César, en bref, n’a pas de nez. Il prétend certes le contraire : des boutiques (soit : des expériences olfactives faites dans les parfumeries), « le plus beau de notre nez en est fait ! » (49). Mais l’analyse lexicométrique, sans appel – l’adage présente le seul emploi du terme au sens de « sensibilité au parfum » – lui dénie cette qualité : seize occurrences physiques, trop physiques, écrasent les prétentions de César à la subtilité. Caricature à la Daumier en marge du portrait élogieux de Constance, demoiselle « alors citée pour sa beauté, comme depuis le furent la Belle Limonadière du café des Mille-Colonnes et plusieurs autres pauvres créatures qui ont fait lever plus de jeunes et de vieux nez aux carreaux des modistes, des limonadiers et des magasins, qu'il n'y a de pavés dans les rues de Paris. » (65). Signe de concupiscence qui ne trompe pas au visage de du Tillet[21] : « Ses lèvres minces ne manquaient pas de grâce ; mais son nez pointu, son front légèrement bombé trahissaient un défaut de race » (83), de Roguin au nez « ignoblement retroussé » et puni par la punaisie (98-99). Le nez est un élément de description obligé, mais particulièrement expressif comme infirmité. Défilent ainsi « Madame Ragon, grande femme sèche et ridée, au nez pincé » (177), son mari « à figure de casse-noisette, où l'on ne voyait que des yeux, deux pommettes aiguës, un nez et un menton » (177), madame Matifat « coiffée d'un turban et vêtue d'une lourde robe ponceau lamée d'or, toilette en harmonie avec un air fier, un nez romain et les splendeurs d'un teint cramoisi » (217). Notons tout de même une pudique sobriété de Balzac, qui ne caractérise pas le nez du baron de Nucingen, juif : « Mais che mede eine gontission ! dit-il en effleurant son nez de son index gauche par un mouvement d'une inimitable finesse » (296).

L’hérédité perpétue les nez comme les antiques malédictions : celui de César, « nez cassé à la naissance et gros du bout », lui donne « l'air étonné des gobe-mouches de Paris » (89), moyennant croisement, s’améliore en Césarine, qui « avait le nez retroussé de son père, mais rendu spirituel par la finesse du modelé, semblable à celui des nez essentiellement français, si bien réussis chez Largillière » (122). On ne peut rêver meilleur parti pour Popinot, qui sait résister à l’adversité et travailler « d'un air joyeux, le bout du nez rouge, car il n'y avait pas de feu dans sa boutique dont la porte restait ouverte » (285).
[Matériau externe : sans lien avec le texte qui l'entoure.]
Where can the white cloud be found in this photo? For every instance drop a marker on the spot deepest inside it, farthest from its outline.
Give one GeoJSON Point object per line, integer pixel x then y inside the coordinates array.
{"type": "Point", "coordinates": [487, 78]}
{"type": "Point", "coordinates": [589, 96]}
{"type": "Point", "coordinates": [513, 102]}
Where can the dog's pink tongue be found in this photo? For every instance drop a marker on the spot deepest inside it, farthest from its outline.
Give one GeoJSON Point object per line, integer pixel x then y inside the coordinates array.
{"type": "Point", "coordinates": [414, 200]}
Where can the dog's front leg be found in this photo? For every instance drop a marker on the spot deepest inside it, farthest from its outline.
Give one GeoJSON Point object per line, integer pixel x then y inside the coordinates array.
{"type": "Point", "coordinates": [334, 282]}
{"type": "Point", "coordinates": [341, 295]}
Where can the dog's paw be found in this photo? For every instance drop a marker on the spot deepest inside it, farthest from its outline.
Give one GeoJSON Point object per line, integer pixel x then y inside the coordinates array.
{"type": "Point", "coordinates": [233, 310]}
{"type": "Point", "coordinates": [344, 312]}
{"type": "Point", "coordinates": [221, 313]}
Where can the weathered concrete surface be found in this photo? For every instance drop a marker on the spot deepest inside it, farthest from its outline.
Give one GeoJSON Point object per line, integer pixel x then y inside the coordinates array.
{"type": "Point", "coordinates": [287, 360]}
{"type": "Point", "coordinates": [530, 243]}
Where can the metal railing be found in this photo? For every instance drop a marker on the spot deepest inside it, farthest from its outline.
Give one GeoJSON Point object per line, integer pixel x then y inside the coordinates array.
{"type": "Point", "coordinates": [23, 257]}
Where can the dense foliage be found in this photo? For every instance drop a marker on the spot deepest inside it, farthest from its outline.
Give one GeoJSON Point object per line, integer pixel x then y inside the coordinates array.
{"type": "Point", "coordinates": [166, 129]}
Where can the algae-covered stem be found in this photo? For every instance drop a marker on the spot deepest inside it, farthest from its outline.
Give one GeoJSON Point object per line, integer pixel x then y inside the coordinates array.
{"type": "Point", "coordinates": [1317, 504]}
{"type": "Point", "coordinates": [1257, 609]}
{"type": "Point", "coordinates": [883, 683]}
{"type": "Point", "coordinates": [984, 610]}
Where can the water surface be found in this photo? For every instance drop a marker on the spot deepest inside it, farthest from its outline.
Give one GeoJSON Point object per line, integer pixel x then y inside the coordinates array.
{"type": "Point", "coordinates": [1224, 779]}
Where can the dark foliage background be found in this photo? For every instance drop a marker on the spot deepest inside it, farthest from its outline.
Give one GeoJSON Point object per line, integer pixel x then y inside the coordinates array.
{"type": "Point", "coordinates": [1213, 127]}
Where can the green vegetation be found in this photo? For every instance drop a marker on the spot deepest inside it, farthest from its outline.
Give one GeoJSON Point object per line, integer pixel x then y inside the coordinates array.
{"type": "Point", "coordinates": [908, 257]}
L’appendice défectueux montre chez Birotteau le défaut mental de flair, tant et si bien que notre parfumeur doit demander : « – À quoi peut se monter la dépense à vue de nez ? » (119). Pauvre homme qui ne doute pas de l’addition ! « – Cela sera-t-il bien cher ? dit Constance à l'architecte. / – Non, madame, six mille francs, à vue de nez... / – À vue de nez ! », s’écrie, lucide, madame Birotteau (121). César fut fort mal inspiré d’avoir « pendant quelques jours empêché sa femme de mettre le nez dans les livres » (282).

 

Partant à la recherche des parfums, le lecteur ne peut qu’être déçu de sa maigre récolte. Le fait est même frappant : la « toilette », pendant laquelle les parfums se débouchent, est faite avec sentiment mais sans parfum aucun (52, 80, 181, 214, 216, 392), même dans le cas de Césarine (122-123, 149) ! Les personnages, qui ne se parfument apparemment pas, ne pensent même pas à « acheter de la parfumerie » (295) et trouverait cela idiot…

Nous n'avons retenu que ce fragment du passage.